Why Social Impact Investing Is Legit

Why Impact Investing is Legit header

In her recent Fast Company blog Why Social Impact Investing Is A Crock, Anya Kemenetz questions the validity of impact investing based on the lack of rigorous data collection and analysis, and the high costs of supporting evaluation systems.  While she makes some legitimate arguments about the need for investors to adopt more accurate and substantive metrics, dismissing the field as a whole seems short-sighted and unjustified.

Although impact investing is not new and many of the major proponents are well-established foundations, the more recent strategic initiatives in the field are still in the early stages of development.  In essence, these efforts are more akin to business start-ups that merit a different set of standards and expectations.  Start-ups require significant initial investments in research and development, product prototyping, and systems development; investors provide this capital knowing that these factors are core to the nature of innovation.  Thus, funding an impact assessment system should be considered the R&D cost-equivalent of building a smart, effective investment product and organization.

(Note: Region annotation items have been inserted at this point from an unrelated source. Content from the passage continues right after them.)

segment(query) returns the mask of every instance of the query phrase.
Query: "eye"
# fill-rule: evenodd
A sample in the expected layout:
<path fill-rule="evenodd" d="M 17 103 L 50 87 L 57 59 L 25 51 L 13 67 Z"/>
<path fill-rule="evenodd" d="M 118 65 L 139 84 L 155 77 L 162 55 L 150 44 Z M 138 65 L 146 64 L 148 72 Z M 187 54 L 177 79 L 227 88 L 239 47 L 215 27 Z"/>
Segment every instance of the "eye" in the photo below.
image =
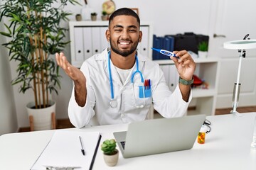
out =
<path fill-rule="evenodd" d="M 114 30 L 115 32 L 121 32 L 122 29 L 114 29 Z"/>

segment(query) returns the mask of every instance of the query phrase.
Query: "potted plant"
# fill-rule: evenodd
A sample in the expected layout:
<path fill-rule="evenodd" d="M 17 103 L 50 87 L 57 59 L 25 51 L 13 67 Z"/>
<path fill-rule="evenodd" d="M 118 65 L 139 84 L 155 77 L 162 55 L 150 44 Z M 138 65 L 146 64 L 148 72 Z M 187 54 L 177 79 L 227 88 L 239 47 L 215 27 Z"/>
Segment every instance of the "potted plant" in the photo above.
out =
<path fill-rule="evenodd" d="M 206 41 L 202 41 L 198 44 L 198 57 L 206 58 L 208 55 L 208 44 Z"/>
<path fill-rule="evenodd" d="M 102 11 L 102 21 L 107 21 L 107 14 L 105 11 Z"/>
<path fill-rule="evenodd" d="M 114 139 L 106 140 L 101 145 L 104 161 L 110 166 L 115 166 L 118 162 L 119 152 L 116 147 L 117 142 Z"/>
<path fill-rule="evenodd" d="M 95 13 L 95 12 L 91 13 L 91 20 L 92 21 L 97 20 L 97 13 Z"/>
<path fill-rule="evenodd" d="M 57 1 L 60 4 L 53 7 Z M 20 84 L 19 92 L 23 94 L 33 90 L 34 101 L 27 105 L 28 112 L 53 109 L 47 115 L 28 113 L 32 130 L 54 128 L 55 103 L 50 100 L 50 94 L 53 91 L 58 94 L 60 76 L 53 55 L 69 43 L 65 40 L 68 29 L 60 24 L 71 14 L 63 11 L 68 1 L 78 4 L 76 0 L 13 0 L 0 6 L 0 21 L 9 18 L 4 23 L 6 32 L 0 32 L 10 38 L 3 45 L 9 50 L 10 60 L 18 64 L 17 76 L 11 84 Z M 46 124 L 37 126 L 39 122 Z"/>

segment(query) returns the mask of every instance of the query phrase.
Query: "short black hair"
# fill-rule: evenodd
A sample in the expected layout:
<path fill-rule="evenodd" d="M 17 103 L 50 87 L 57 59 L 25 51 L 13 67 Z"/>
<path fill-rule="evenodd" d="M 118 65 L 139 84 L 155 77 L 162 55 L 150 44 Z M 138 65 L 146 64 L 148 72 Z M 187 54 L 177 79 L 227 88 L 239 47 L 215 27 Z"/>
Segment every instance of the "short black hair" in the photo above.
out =
<path fill-rule="evenodd" d="M 132 9 L 128 8 L 122 8 L 116 10 L 112 14 L 111 14 L 109 20 L 109 26 L 110 22 L 114 19 L 114 17 L 118 16 L 131 16 L 136 18 L 139 26 L 140 26 L 140 19 L 139 16 Z"/>

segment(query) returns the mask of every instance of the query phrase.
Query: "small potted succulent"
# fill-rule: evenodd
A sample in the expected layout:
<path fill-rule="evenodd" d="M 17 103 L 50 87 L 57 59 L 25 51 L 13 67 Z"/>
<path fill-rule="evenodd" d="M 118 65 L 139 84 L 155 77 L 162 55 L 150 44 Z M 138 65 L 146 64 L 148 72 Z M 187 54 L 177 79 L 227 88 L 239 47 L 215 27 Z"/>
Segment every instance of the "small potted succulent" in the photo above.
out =
<path fill-rule="evenodd" d="M 102 20 L 107 21 L 107 14 L 105 11 L 102 11 Z"/>
<path fill-rule="evenodd" d="M 198 57 L 206 58 L 208 55 L 208 44 L 206 41 L 202 41 L 198 44 Z"/>
<path fill-rule="evenodd" d="M 91 20 L 96 21 L 97 20 L 97 13 L 91 13 Z"/>
<path fill-rule="evenodd" d="M 101 144 L 104 161 L 110 166 L 115 166 L 118 162 L 119 152 L 116 147 L 117 142 L 114 139 L 106 140 Z"/>

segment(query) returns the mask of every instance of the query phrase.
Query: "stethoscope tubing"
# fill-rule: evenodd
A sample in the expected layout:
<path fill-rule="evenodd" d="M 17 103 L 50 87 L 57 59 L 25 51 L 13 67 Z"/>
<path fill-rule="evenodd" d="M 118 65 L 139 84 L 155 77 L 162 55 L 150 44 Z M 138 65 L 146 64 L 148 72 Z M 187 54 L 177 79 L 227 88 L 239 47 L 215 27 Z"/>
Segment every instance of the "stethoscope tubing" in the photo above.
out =
<path fill-rule="evenodd" d="M 141 77 L 142 83 L 144 82 L 143 75 L 141 71 L 139 70 L 139 60 L 137 55 L 135 55 L 135 61 L 136 61 L 136 71 L 134 72 L 132 74 L 131 81 L 132 84 L 134 84 L 134 77 L 137 73 L 139 73 Z M 113 80 L 112 77 L 111 73 L 111 67 L 110 67 L 110 51 L 108 52 L 108 72 L 110 76 L 110 93 L 111 93 L 111 100 L 110 100 L 110 106 L 112 108 L 115 108 L 117 106 L 117 101 L 114 99 L 114 87 L 113 87 Z"/>

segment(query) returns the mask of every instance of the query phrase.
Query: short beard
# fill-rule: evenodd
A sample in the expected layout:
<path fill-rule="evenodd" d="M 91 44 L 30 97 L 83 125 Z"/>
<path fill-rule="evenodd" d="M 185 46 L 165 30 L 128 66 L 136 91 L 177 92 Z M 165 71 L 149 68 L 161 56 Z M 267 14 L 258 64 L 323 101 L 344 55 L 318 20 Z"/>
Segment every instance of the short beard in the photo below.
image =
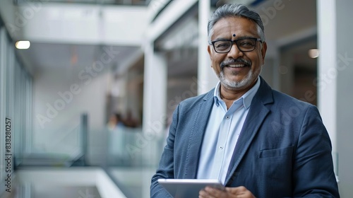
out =
<path fill-rule="evenodd" d="M 239 82 L 232 81 L 227 79 L 225 76 L 225 73 L 223 69 L 220 72 L 218 75 L 218 78 L 222 86 L 224 86 L 227 89 L 229 90 L 238 90 L 240 88 L 244 88 L 251 85 L 258 77 L 261 73 L 262 66 L 260 66 L 259 69 L 256 69 L 254 73 L 252 70 L 245 76 L 244 78 Z"/>

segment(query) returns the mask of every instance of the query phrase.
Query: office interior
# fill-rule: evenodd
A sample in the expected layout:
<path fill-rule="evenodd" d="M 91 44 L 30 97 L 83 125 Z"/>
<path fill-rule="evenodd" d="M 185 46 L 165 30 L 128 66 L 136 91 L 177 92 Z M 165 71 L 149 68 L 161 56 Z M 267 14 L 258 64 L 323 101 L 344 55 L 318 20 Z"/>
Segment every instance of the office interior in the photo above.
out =
<path fill-rule="evenodd" d="M 0 1 L 0 197 L 149 197 L 173 110 L 217 83 L 207 22 L 226 3 L 261 15 L 261 75 L 318 106 L 352 197 L 350 0 Z"/>

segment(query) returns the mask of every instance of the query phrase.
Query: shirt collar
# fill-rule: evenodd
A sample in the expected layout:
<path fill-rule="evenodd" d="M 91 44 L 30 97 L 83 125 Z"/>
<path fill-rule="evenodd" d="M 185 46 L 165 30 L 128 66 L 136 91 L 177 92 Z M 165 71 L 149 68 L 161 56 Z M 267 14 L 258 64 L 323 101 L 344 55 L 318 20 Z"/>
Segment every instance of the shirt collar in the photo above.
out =
<path fill-rule="evenodd" d="M 256 92 L 258 92 L 258 88 L 260 87 L 260 76 L 258 77 L 258 80 L 255 85 L 250 89 L 246 93 L 245 93 L 240 98 L 237 100 L 236 101 L 238 101 L 239 100 L 243 100 L 243 105 L 245 107 L 245 109 L 248 109 L 250 107 L 250 105 L 251 104 L 251 101 L 253 100 L 253 96 L 255 96 L 255 94 Z M 217 86 L 215 88 L 215 92 L 213 93 L 213 98 L 215 100 L 215 103 L 216 104 L 217 106 L 220 105 L 220 103 L 222 100 L 220 98 L 220 81 L 218 81 L 217 83 Z M 234 102 L 236 102 L 234 101 Z"/>

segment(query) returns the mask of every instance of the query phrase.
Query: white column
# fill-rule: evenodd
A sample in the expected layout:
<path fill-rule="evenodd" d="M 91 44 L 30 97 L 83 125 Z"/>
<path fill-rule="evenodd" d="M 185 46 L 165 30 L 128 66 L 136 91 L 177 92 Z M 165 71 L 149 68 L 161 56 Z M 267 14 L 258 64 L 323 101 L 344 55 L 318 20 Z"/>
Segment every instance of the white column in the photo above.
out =
<path fill-rule="evenodd" d="M 207 25 L 210 18 L 210 0 L 198 1 L 198 95 L 208 92 L 218 82 L 218 78 L 211 68 L 210 56 L 207 52 Z"/>
<path fill-rule="evenodd" d="M 342 197 L 353 194 L 353 48 L 350 0 L 317 1 L 318 105 L 333 143 L 335 173 Z"/>
<path fill-rule="evenodd" d="M 160 155 L 158 143 L 164 136 L 167 109 L 167 61 L 163 54 L 155 52 L 150 43 L 145 47 L 143 85 L 143 139 L 140 148 L 143 163 L 157 165 Z"/>

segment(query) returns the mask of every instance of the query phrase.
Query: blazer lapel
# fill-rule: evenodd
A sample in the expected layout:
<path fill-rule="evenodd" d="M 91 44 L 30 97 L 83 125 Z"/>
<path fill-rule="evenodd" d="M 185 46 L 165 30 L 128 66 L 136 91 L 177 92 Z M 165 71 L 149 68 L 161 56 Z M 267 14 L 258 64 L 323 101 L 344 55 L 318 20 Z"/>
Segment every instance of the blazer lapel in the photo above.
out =
<path fill-rule="evenodd" d="M 214 103 L 214 90 L 211 90 L 205 95 L 203 99 L 203 101 L 198 104 L 198 108 L 197 108 L 195 113 L 195 120 L 190 132 L 188 148 L 186 150 L 184 178 L 196 178 L 203 135 Z"/>
<path fill-rule="evenodd" d="M 235 176 L 235 170 L 251 142 L 260 126 L 263 124 L 265 117 L 270 112 L 265 104 L 273 103 L 272 89 L 261 77 L 261 83 L 258 93 L 253 98 L 250 110 L 245 120 L 241 134 L 234 148 L 233 156 L 229 164 L 225 184 L 230 185 Z"/>

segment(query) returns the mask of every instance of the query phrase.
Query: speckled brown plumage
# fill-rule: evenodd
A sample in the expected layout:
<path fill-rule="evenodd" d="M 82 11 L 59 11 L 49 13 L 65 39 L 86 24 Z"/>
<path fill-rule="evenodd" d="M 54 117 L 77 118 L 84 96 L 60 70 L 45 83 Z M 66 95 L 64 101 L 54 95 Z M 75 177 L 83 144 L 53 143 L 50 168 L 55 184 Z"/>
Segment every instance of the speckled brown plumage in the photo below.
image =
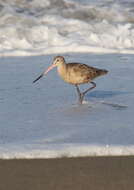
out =
<path fill-rule="evenodd" d="M 80 104 L 82 104 L 85 94 L 96 87 L 93 79 L 105 75 L 108 72 L 105 69 L 98 69 L 82 63 L 66 63 L 63 56 L 56 56 L 53 60 L 53 64 L 33 82 L 39 80 L 54 67 L 57 67 L 58 74 L 65 82 L 75 85 Z M 78 85 L 85 83 L 91 83 L 93 86 L 84 92 L 80 92 Z"/>

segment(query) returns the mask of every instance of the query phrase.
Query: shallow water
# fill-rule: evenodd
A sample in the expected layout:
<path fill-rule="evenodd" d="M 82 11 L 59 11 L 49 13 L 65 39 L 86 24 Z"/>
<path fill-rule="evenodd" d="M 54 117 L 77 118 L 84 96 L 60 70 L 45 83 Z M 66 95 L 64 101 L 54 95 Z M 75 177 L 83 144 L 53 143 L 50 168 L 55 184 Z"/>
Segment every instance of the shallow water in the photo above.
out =
<path fill-rule="evenodd" d="M 109 71 L 81 106 L 56 69 L 32 83 L 52 58 L 0 58 L 0 157 L 134 154 L 134 56 L 65 54 Z"/>

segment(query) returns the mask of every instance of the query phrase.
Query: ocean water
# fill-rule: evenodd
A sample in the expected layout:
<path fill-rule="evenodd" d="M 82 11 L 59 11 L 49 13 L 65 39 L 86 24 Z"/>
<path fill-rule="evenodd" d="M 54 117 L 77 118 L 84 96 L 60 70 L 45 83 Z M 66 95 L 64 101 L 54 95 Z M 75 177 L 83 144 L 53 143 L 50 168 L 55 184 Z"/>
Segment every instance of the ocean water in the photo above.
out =
<path fill-rule="evenodd" d="M 32 83 L 54 55 L 0 58 L 0 158 L 133 155 L 134 55 L 63 55 L 109 70 L 81 106 L 56 69 Z"/>
<path fill-rule="evenodd" d="M 134 53 L 133 0 L 1 0 L 0 55 Z"/>
<path fill-rule="evenodd" d="M 134 155 L 134 2 L 0 1 L 0 158 Z M 109 71 L 84 104 L 55 55 Z M 89 85 L 81 86 L 81 90 Z"/>

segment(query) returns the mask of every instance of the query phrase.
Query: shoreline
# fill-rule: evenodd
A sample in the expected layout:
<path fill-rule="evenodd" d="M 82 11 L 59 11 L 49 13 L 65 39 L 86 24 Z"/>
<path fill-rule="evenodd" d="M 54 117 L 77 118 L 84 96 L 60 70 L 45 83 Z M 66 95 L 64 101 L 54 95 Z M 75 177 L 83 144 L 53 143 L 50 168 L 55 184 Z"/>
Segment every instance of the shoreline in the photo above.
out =
<path fill-rule="evenodd" d="M 131 190 L 134 156 L 0 159 L 1 190 Z"/>

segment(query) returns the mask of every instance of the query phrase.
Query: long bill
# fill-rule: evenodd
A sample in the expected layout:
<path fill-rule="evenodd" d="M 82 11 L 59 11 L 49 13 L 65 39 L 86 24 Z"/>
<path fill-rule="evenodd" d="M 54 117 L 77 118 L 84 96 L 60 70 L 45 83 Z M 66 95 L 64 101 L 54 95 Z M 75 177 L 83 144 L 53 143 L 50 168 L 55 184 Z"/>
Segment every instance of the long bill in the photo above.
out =
<path fill-rule="evenodd" d="M 45 71 L 45 72 L 43 72 L 39 77 L 37 77 L 34 81 L 33 81 L 33 83 L 35 83 L 36 81 L 38 81 L 40 78 L 42 78 L 44 75 L 46 75 L 50 70 L 52 70 L 54 67 L 56 67 L 56 65 L 55 64 L 52 64 L 50 67 L 48 67 L 48 69 Z"/>

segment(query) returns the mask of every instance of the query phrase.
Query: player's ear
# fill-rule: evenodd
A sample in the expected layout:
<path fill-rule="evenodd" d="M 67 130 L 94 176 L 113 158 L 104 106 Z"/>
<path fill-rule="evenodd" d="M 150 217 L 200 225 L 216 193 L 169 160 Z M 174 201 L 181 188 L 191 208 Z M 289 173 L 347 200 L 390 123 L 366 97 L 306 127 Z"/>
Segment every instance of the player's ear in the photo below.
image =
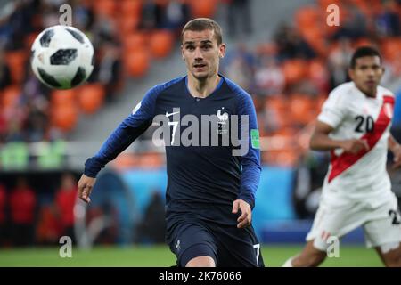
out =
<path fill-rule="evenodd" d="M 183 61 L 185 61 L 185 57 L 184 56 L 184 45 L 181 45 L 181 58 L 183 59 Z"/>
<path fill-rule="evenodd" d="M 224 58 L 225 55 L 225 44 L 221 44 L 220 46 L 218 47 L 218 53 L 220 58 Z"/>
<path fill-rule="evenodd" d="M 354 81 L 355 70 L 353 68 L 348 68 L 348 77 L 349 77 L 349 78 L 351 78 L 352 81 Z"/>

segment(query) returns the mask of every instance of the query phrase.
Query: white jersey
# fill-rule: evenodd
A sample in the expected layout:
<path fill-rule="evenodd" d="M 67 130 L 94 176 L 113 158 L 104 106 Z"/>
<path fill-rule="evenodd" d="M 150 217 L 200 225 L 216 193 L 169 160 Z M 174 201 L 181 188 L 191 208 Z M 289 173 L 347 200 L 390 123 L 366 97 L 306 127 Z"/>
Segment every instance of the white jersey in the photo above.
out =
<path fill-rule="evenodd" d="M 334 140 L 364 139 L 370 149 L 355 155 L 343 153 L 341 149 L 331 151 L 323 199 L 344 197 L 380 204 L 391 195 L 386 162 L 393 107 L 394 94 L 381 86 L 378 86 L 376 98 L 367 97 L 353 82 L 342 84 L 330 94 L 318 117 L 334 128 L 329 136 Z"/>

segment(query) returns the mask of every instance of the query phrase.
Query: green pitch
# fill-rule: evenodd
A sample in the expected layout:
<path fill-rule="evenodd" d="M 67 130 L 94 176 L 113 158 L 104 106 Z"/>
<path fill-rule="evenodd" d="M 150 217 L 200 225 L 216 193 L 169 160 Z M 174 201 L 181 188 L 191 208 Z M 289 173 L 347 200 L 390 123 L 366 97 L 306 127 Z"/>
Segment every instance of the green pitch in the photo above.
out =
<path fill-rule="evenodd" d="M 301 246 L 266 245 L 262 248 L 267 266 L 281 266 L 301 250 Z M 91 250 L 72 248 L 71 258 L 61 258 L 58 248 L 0 249 L 4 266 L 171 266 L 175 256 L 167 246 L 96 247 Z M 327 258 L 323 266 L 382 266 L 374 249 L 340 246 L 340 257 Z"/>

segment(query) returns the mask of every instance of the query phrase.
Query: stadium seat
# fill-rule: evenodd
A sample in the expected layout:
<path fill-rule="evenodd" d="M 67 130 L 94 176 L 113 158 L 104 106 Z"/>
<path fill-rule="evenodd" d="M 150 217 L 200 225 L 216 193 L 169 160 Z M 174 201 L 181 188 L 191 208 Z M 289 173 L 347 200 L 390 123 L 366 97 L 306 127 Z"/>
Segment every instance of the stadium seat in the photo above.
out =
<path fill-rule="evenodd" d="M 77 123 L 78 111 L 74 106 L 60 105 L 51 111 L 52 125 L 63 132 L 72 130 Z"/>
<path fill-rule="evenodd" d="M 42 169 L 61 168 L 66 150 L 66 142 L 57 141 L 44 142 L 38 147 L 37 165 Z"/>
<path fill-rule="evenodd" d="M 59 105 L 74 105 L 76 103 L 76 89 L 53 90 L 51 94 L 50 102 L 53 107 Z"/>
<path fill-rule="evenodd" d="M 315 6 L 300 8 L 295 14 L 296 27 L 309 28 L 319 26 L 322 22 L 322 12 Z"/>
<path fill-rule="evenodd" d="M 93 114 L 102 107 L 105 90 L 101 84 L 87 84 L 78 89 L 80 110 L 86 114 Z"/>
<path fill-rule="evenodd" d="M 124 48 L 127 52 L 135 52 L 137 49 L 143 49 L 149 42 L 149 36 L 144 32 L 131 32 L 125 35 L 123 38 Z"/>
<path fill-rule="evenodd" d="M 306 74 L 306 62 L 303 60 L 290 60 L 282 64 L 285 82 L 291 85 L 299 82 Z"/>
<path fill-rule="evenodd" d="M 18 103 L 20 94 L 20 88 L 19 86 L 11 86 L 3 90 L 2 94 L 2 108 L 13 108 Z"/>
<path fill-rule="evenodd" d="M 217 0 L 191 0 L 189 4 L 193 18 L 210 18 L 216 12 Z"/>
<path fill-rule="evenodd" d="M 382 41 L 381 51 L 389 61 L 395 61 L 401 53 L 401 38 L 389 37 Z"/>
<path fill-rule="evenodd" d="M 174 37 L 168 30 L 158 30 L 151 34 L 150 40 L 151 53 L 153 58 L 164 58 L 173 49 Z"/>
<path fill-rule="evenodd" d="M 7 170 L 26 169 L 29 159 L 29 150 L 25 142 L 8 142 L 0 151 L 0 167 Z"/>
<path fill-rule="evenodd" d="M 96 0 L 94 8 L 96 13 L 113 18 L 116 15 L 117 1 L 114 0 Z"/>
<path fill-rule="evenodd" d="M 148 52 L 139 49 L 135 53 L 129 53 L 126 56 L 126 68 L 128 74 L 135 77 L 144 76 L 149 69 L 150 59 Z"/>
<path fill-rule="evenodd" d="M 140 18 L 142 14 L 141 0 L 123 0 L 119 4 L 119 12 L 124 15 Z"/>
<path fill-rule="evenodd" d="M 315 106 L 307 95 L 292 94 L 289 107 L 289 115 L 294 125 L 307 125 L 313 120 Z"/>
<path fill-rule="evenodd" d="M 20 84 L 25 75 L 25 62 L 27 60 L 25 50 L 8 52 L 5 54 L 5 61 L 10 68 L 12 83 Z"/>
<path fill-rule="evenodd" d="M 124 40 L 127 34 L 133 33 L 139 26 L 141 16 L 135 14 L 122 14 L 117 20 L 120 37 Z"/>

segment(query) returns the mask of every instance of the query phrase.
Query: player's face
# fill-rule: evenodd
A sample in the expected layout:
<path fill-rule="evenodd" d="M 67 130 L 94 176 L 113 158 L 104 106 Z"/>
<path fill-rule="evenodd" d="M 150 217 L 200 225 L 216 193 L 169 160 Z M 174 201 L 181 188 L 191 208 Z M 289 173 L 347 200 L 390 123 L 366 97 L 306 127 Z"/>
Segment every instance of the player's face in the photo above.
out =
<path fill-rule="evenodd" d="M 213 30 L 187 30 L 183 35 L 182 56 L 188 72 L 198 80 L 205 80 L 217 74 L 219 59 L 225 52 L 225 44 L 217 45 Z"/>
<path fill-rule="evenodd" d="M 359 90 L 368 96 L 376 96 L 384 69 L 379 56 L 364 56 L 356 59 L 354 69 L 349 69 L 349 77 Z"/>

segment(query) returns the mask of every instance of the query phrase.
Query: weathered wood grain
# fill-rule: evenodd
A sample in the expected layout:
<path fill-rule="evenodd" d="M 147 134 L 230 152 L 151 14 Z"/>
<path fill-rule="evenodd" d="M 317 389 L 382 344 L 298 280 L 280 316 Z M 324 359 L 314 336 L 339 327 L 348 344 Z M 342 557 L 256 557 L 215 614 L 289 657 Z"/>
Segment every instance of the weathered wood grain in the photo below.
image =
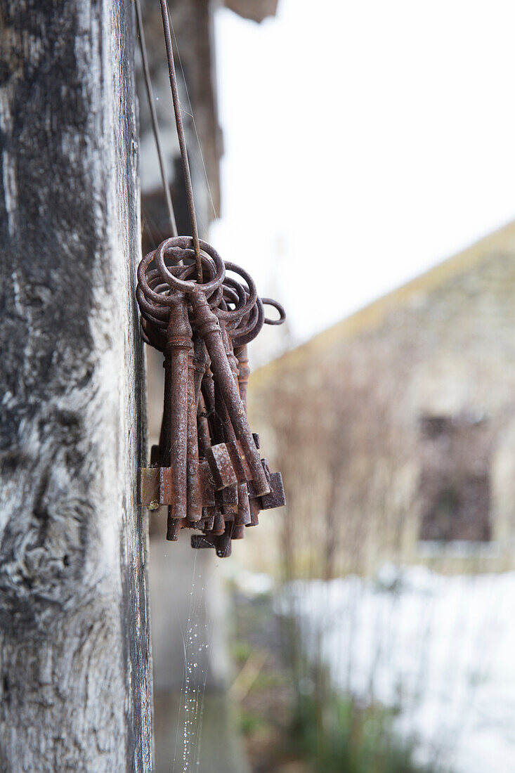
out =
<path fill-rule="evenodd" d="M 0 0 L 0 771 L 150 771 L 127 0 Z"/>

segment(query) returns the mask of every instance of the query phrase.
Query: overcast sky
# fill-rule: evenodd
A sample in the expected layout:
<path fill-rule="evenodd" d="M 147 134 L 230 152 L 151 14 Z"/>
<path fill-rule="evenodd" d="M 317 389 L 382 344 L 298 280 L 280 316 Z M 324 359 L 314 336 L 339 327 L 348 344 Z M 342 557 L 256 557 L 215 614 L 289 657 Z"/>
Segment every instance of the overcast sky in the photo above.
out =
<path fill-rule="evenodd" d="M 211 240 L 302 340 L 515 216 L 515 4 L 280 0 L 216 15 Z"/>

The 33% of investments stated in the blog may seem high (and may not accurately reflect a field average), but consider that Merck, one of the largest pharmaceutical companies in the world forecast a 2011 R&D budget of $8-$8.4 billion (17.4% – 18.3% of 2010 revenue) and paid $4.9 billion to users and $12.2 million to shareholders in Vioxx-related lawsuits in 2007 and 2010, respectively.  In that light, there seems to be great wisdom in putting the necessary money into evaluating whether impact investing products are providing the intended social returns, as opposed to doing harm at everyone’s expense.

Greater investments in assessment would enable the field to move more fully from “monitoring exercises” towards rigorous analysis, a direction the field clearly demonstrates willingness and desire to do.  However, it should be clear that impact investors are not doing so to model themselves after the business sector, which is dominated by the singular pursuit of financial gains (even corporate social responsibility and greening efforts only represent a tiny fraction of business).  Businesses tend to measure success by market penetration and sales, but do not necessarily follow up with evaluating the quality of use of or interaction with the product by consumers, a standard that impact investing aspires to.  For instance, energy companies monitor consumer usage to bill for, but most do not track what people are using that energy for or if they are using energy most efficiently for the good of the users.  The companies rely on the consumer to track and adapt their behavior based on their usage and bills.  Some companies have been expanding into consumer education, but, again, the onus is on the consumer to initiate change – a burden that impact investors are rightfully assuming themselves.

While no one should pride themselves solely on having good intentions, there is great societal value to work that strives to be accountable to the community, not just stakeholders and people of wealth, and to initiatives that are not undertaken to superficially build an eco-friendlier brand or to mitigate some kind of harm or injury perpetrated by the same entity, but to make meaningful net positive impact.  In recognition of this, we need to see investing in impact evaluation systems as the cost of doing truly good business.

Update 9/1/2011: To see The Nonprofit Quarterly’s analysis of this debate, click here.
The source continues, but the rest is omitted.